随后沈梦和钱月也走出屋门,多次查看那口新掘浅井。邻里间有人羡慕道:“你们真幸福啊,如今除了里正和村长家的有井,就只有你们家新打了一口好井,以后我们担水再也不用跑那么远了。”
听罢这些话,沈梦气笑反问道:“你们平日可曾去过村长和里正家的井挑过水?”那些邻居摇头不语,有些更嘟囔起来“怎么可能”。沈梦便说道“”“我家可是花费不少银两弄来的井,你们想喝就喝?还得付费呢!”
年长的一位老哥夫皱眉说道,“沈梦,你这是想钱疯啦!自个儿干了啥好营生?为何藏着掖着,如今又找歪理收井费?大家都是同一个村子的,相互帮衬才是本分。”
帮工们听闻吵闹声,却未见自家亲友跟风附和,都暗暗松了一口气。而年轻辈中的顶梁柱——气盛且威信颇高的年轻人沈岑向来讲究规矩,说话算数,他若觉有人欺负到自己的家人,那工作恐怕难以继续下去。
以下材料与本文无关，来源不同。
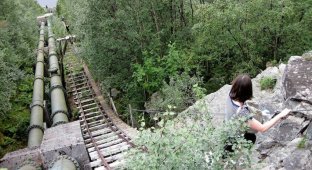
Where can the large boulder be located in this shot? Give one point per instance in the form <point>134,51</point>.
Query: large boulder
<point>288,144</point>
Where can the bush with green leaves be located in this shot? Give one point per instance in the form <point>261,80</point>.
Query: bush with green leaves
<point>267,83</point>
<point>190,142</point>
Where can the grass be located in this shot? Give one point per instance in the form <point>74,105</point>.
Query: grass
<point>267,83</point>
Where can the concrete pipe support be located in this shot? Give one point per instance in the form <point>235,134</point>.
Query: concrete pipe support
<point>36,120</point>
<point>64,162</point>
<point>59,113</point>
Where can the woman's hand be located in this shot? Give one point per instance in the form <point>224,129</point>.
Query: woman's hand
<point>284,113</point>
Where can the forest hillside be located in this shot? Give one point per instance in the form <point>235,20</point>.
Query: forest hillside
<point>152,54</point>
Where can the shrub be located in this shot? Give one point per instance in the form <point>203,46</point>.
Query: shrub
<point>267,83</point>
<point>190,143</point>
沉默片刻后,沈梦回敬道:“没有营生哪来的营生?我家穷困时,有谁搭把手帮忙?如今靠楚情大哥照拂,好歹过得安稳些,你们却酸溜溜地眼红嫉妒。我劝你去问问那个‘造福乡民’的村长和里正,他们靠什么营生!带头分享给大家啊!”他的话激起围观者窃窃私语,却无人敢反驳——毕竟身为大学辩论最佳辩手,他言辞锋利尖锐,让向来畏惧官府威压的小乡民隐隐生畏惧心理。
暗处注视这一切的楚情看见火力全开的沉梦,如同久经沙场善战兵士般英姿飒爽,不禁轻哂:真可爱,这般充沛精力。本想着让他休养几日,看样子今夜又能大战一场……
忽然背后一阵凉意袭来,他回首,看见那张俊朗且带冷峻神色的脸庞,使他忍俊不禁又添尴尬——这暴躁脾性,可真是一柄利刃,将他身体微弱谎言撕裂殆尽……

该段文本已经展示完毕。